Tidak menjawab pertanyaan Ilham yang bernada candaan itu, Eleanor memiliki pertanyaan lain sebelum ia benar-benar pergi dari sini. "Berarti lo kenal Bintang pertama kali waktu si Bintang mutusin si Alika ini, ya?"

"Iya."

"Trus lo langsung hibur Alika dong, kayak kata orang tuanya yang langsung jodohin kalian berdua. Lo benar-benar langsung mau gitu jalan bareng Alika?"

"Awalnya gue enggak anggap serius lah Mbak kata-kata orang tuanya. Gue malah mau ngajak ketemuan Bintang, tapi dia enggak mau dan malah ngehindar dari gue. Padahal gue enggak tahu apa-apa masalah awalnya, dan waktu itu Alika juga belum cerita ke gue. Tapi niat gue baik, mau bantu jelasin ke Bintang kalau ini salah paham. Gue baru aja dateng ke rumah teman masa kecil gue udah dapat sambutan kayak gitu. Menurut gue, Bintang ini yang egois."

Eleanor jadi pusing sendiri, ia pun menggaruk kepalanya yang tidak gatal. Sambil melirik jam di ponselnya, Eleanor merasa bahwa dirinya harus segera pulang. "Ya udah deh, kita lanjut ngobrolnya kapan-kapan, ya? Gue masih penasaran, tapi hari ini gue lelah banget. Pusing banget, rasanya banyak yang gue pikirin dan bercabang di kepala gue."

Ilham tertawa mendengarkan keluhan Eleanor. Ia beranjak dari duduknya untuk mengantarkan Eleanor sampai ke depan parkiran. "Gue tunggu kepastian lo, Mbak."

"Tapi tetep pada kesepakatan kalau gue yang kerja sendiri, kan?"

"Iya lah, kalau bisa secepatnya. Kalau nunggu Nuca kelamaan."

"Bukan itu, maksud gue nggak perlu libatin si Alika, kan? Soalnya sekarang lo udah tahu Alika ini yang jadi rekan gue buat gantiin Nuca.
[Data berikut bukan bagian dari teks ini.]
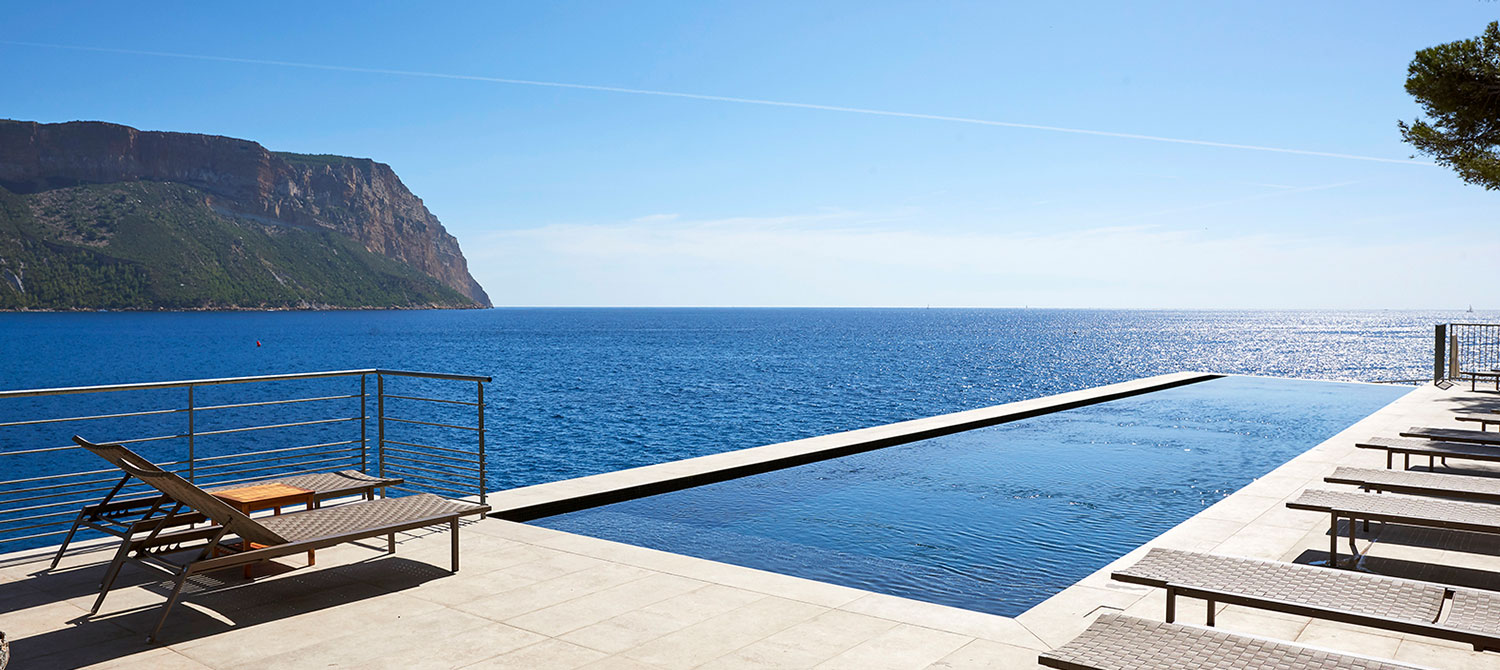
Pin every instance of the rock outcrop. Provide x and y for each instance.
(359, 198)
Tapi gue enggak sreg kalau ngerjain bareng dia. Mungkin dia gue suruh handle di kantor kalau gue lagi tugas di luar," tutur Eleanor sambil menatap Ilham sebelum ia masuk ke dalam mobilnya.

"Enggak lah Mbak, gue profesional kalau urusan kerjaan. Lo juga jangan bilang kalau lagi ngerjain proyek bareng gue. Lo tahu sendiri kan dia gimana? Pura-pura aja kita enggak tahu pribadi masing-masing satu sama lain. Lagian Alika juga nggak cerita soal magangnya, gue malah tahunya dia magang bukan kerja dari lo, karena gue pikir dia emang udah kerja," jelas Ilham yang menerbitkan sebuah senyuman hangat di sudut bibir Eleanor.
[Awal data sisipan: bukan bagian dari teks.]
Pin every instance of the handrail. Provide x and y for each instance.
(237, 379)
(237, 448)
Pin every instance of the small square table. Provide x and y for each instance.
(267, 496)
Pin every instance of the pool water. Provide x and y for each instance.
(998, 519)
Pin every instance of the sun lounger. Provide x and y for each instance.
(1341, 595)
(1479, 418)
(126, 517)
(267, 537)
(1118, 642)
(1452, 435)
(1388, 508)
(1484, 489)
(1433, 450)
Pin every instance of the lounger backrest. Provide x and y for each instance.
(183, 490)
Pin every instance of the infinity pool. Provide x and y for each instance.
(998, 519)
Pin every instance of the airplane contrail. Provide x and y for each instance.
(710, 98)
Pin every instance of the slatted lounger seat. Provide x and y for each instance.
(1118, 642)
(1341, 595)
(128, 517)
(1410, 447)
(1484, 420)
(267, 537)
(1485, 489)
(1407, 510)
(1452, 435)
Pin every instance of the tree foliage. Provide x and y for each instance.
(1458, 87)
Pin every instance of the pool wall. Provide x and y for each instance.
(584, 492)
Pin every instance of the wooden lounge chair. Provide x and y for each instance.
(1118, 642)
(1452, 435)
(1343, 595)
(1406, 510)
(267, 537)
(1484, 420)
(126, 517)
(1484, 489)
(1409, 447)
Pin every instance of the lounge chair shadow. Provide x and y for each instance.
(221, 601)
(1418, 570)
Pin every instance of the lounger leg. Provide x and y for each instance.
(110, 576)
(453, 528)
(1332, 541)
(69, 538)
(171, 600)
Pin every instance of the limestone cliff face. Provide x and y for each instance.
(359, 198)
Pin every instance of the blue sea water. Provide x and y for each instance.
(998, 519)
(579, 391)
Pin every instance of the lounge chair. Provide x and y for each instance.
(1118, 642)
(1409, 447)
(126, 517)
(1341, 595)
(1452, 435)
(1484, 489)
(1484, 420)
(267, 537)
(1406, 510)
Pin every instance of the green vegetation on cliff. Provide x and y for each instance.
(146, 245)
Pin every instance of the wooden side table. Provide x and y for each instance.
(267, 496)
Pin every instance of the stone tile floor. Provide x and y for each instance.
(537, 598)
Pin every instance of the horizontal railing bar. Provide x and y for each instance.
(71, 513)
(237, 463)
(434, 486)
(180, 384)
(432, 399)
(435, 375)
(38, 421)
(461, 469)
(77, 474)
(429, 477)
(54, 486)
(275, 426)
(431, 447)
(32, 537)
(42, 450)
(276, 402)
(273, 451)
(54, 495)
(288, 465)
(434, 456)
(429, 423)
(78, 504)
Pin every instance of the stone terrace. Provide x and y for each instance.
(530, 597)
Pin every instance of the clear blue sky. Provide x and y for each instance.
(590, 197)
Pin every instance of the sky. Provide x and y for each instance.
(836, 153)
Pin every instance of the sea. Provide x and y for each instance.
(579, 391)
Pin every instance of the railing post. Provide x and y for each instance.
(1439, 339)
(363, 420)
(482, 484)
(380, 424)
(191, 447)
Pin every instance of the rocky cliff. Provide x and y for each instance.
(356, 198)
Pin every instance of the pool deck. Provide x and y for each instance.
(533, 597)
"Oke kalau gitu deal, kerjasama kita di mulai besok kalau gue enggak ada acara, ya."

Sontak saja Ilham berseru senang sambil membuat gerakan meninju udara. Sementara Eleanor sudah masuk ke dalam mobil, ia membuka kaca mobilnya sebelum benar-benar pergi. "Siap Mbak, kabarin jadwalmu ya, yang penting gue udah booking jadwal lo."

"Yeay, gue balik dulu. Lo masih ada utang cerita ke gue," kata Eleanor sambil mengedipkan sebelah matanya sebelum ia melajukan mobil meninggalkan Ilham yang berpikir bahwa Eleanor mungkin lebih penasaran konflik yang terjadi antara Alika dengan Bintang di masa lalu.